Hablar desde el corazón es un acto de respeto, tanto hacia nosotros mismos como hacia los demás. La palabra “respeto” viene de dos raíces latinas: “re”, que significa ‘volver’ o “repetir”; y espectro, que significa ‘aparición’. Así que, desde el punto de vista etimológico, el respetovendría a ser algo como “volver a mirar”, o reconocer la existencia de algo o alguien.

Ese respeto lleva implícito la consideración de que el otro es un igual. Reconocer al otro y nuestro propio ser implica tener en cuenta una constelación de sentimientos, ideas, vivencias, sueños, etc..

Así mismo, en este casoel respeto no se limita a reconocer, sino también a preservar o proteger esa existencia, ese mundo. Ningún pretendiente descomponerlo, deshacerlo o destruirlo. Vale para el respeto por uno mismo y para el que le debemos a los demás. Solo se puede hablar desde el corazón desde esa premisa.

Para hablar desde el corazón son necesarios el respeto y la expresión de los sentimientos.

Cómo hablar desde el corazón

La comunicación asertiva con los demás remite a un abanico heterogéneo de opciones. Conocerlas y ejercitarlas ayuda a mejorar cómo interactuamos con otros. Sin embargo, hablar desde el corazón va más allá, siendo a la vez más sencillo: solo es necesario hablar desde uno mismo y no desde el otro.

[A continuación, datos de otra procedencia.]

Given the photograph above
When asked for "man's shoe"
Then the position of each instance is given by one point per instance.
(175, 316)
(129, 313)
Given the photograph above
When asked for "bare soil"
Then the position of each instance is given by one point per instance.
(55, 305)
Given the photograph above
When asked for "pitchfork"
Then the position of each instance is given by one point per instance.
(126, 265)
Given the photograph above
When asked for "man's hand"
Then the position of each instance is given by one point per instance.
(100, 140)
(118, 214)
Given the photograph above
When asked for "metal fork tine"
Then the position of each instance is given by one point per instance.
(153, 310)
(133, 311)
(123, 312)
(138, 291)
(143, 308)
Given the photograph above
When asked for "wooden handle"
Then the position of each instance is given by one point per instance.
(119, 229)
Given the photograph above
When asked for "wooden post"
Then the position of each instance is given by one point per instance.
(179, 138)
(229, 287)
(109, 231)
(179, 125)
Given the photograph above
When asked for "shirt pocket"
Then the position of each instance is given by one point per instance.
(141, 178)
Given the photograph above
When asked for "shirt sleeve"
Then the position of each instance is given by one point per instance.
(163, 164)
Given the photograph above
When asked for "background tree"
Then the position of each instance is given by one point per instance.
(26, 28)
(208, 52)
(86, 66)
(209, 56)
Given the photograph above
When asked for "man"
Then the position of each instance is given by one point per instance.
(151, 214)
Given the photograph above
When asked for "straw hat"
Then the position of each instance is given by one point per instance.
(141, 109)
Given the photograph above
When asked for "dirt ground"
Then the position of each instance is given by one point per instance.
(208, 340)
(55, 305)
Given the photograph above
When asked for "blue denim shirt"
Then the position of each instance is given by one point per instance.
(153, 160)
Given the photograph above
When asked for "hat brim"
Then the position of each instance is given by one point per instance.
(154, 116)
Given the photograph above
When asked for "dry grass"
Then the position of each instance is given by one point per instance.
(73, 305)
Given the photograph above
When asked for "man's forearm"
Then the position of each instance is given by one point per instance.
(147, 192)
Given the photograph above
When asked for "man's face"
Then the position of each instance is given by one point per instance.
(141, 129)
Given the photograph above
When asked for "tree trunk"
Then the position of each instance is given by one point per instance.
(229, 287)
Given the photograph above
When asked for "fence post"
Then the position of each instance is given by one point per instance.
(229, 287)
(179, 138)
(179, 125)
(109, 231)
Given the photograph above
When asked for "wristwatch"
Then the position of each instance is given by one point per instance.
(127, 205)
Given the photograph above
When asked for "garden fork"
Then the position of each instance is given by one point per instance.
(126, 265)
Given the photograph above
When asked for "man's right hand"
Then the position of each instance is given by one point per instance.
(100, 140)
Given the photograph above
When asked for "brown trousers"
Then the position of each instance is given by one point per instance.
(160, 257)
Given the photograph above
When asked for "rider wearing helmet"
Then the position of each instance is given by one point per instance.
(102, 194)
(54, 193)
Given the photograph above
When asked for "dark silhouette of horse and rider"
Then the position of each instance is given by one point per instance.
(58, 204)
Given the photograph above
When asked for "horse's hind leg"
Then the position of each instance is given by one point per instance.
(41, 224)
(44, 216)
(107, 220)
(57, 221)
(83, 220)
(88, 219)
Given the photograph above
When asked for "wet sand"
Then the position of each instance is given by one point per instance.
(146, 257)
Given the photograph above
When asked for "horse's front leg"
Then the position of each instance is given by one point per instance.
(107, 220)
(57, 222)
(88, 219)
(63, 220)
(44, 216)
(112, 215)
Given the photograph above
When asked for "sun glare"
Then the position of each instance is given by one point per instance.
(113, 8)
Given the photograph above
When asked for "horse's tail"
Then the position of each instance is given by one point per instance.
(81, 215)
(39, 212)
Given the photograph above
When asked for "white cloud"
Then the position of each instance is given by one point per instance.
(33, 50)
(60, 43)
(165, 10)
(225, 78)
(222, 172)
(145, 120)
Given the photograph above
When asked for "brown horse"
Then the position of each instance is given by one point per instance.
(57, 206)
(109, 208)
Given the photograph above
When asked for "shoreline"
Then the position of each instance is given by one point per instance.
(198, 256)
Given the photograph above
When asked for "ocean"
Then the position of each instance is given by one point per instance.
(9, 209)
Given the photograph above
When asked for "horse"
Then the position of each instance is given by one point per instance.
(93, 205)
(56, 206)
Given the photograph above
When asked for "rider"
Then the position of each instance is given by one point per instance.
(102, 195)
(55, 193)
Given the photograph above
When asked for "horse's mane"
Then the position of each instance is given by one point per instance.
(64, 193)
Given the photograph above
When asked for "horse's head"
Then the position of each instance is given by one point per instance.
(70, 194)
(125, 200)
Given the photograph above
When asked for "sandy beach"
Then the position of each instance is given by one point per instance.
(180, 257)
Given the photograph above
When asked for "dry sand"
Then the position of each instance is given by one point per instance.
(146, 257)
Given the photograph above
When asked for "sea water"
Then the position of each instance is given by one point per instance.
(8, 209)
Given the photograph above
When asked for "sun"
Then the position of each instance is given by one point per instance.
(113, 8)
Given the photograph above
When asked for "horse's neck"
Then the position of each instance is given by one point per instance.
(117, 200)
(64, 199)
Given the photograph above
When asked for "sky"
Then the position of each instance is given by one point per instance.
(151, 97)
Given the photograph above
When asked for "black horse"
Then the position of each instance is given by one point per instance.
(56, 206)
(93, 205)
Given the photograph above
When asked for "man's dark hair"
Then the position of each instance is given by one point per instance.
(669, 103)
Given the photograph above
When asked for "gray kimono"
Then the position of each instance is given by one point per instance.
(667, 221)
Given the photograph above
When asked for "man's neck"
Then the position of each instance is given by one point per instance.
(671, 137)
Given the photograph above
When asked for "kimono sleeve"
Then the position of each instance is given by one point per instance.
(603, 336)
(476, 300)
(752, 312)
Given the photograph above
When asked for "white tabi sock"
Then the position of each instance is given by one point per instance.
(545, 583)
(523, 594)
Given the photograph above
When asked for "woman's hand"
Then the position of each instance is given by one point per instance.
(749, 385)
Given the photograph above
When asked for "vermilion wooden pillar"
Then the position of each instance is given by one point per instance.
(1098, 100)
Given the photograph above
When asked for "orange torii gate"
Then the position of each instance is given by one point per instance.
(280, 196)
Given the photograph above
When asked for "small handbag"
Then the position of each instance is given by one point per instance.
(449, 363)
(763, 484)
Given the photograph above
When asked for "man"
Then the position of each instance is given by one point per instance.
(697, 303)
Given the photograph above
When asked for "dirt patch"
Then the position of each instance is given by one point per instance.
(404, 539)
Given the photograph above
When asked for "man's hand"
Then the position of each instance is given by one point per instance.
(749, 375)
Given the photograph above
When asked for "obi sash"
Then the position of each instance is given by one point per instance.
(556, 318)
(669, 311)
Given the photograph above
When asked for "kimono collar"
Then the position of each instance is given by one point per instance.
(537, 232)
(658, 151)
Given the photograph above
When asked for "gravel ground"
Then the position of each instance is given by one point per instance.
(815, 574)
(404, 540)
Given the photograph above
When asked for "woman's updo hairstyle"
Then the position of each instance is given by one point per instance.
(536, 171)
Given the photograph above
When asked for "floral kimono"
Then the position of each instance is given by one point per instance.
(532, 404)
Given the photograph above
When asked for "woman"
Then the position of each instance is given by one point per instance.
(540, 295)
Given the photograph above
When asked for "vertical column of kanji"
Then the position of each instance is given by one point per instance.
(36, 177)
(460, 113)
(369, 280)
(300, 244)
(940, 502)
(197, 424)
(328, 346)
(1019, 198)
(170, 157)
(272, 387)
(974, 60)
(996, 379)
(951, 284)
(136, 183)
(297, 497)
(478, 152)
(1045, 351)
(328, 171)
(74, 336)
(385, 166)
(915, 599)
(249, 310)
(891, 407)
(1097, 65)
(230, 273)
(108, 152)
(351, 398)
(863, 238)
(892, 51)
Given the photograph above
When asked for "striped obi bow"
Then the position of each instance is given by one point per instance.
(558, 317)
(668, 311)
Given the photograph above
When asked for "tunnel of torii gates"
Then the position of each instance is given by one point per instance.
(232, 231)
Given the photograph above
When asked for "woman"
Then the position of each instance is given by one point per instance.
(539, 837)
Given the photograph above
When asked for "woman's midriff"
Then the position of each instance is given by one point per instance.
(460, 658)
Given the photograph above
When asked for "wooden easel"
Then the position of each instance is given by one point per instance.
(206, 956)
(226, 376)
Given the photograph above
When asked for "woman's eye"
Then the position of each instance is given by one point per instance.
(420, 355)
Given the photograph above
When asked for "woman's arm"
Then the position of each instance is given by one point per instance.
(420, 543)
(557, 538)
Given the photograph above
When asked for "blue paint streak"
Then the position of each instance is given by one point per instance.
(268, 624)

Podemos aclarar este principio con algunos ejemplos. En lugar de decir “tú has hecho que me enfade”, por qué no decir “yo me enfado cuando sucede esto”. En vez de decirle al otro “deberías hacer esto”, por qué no decirle “me gustaría que lo hiciera así porque…”. Cuando decimos “hablar desde uno mismo” nos referimos precisamente a eso: cómo nos hacen sentir las conductas de los otros.

En este caso, lo recomendable es conectar con uno mismo, con los propios sentimientos, y luego, expresarlo. De este modo, se ejerce el respeto por uno mismo como un mundo propio y único y, a la vez, el respeto por el otro porque no se hace referencia a él, sino al efecto que causa en uno. De este modo, se aprende a hablar desde el corazón.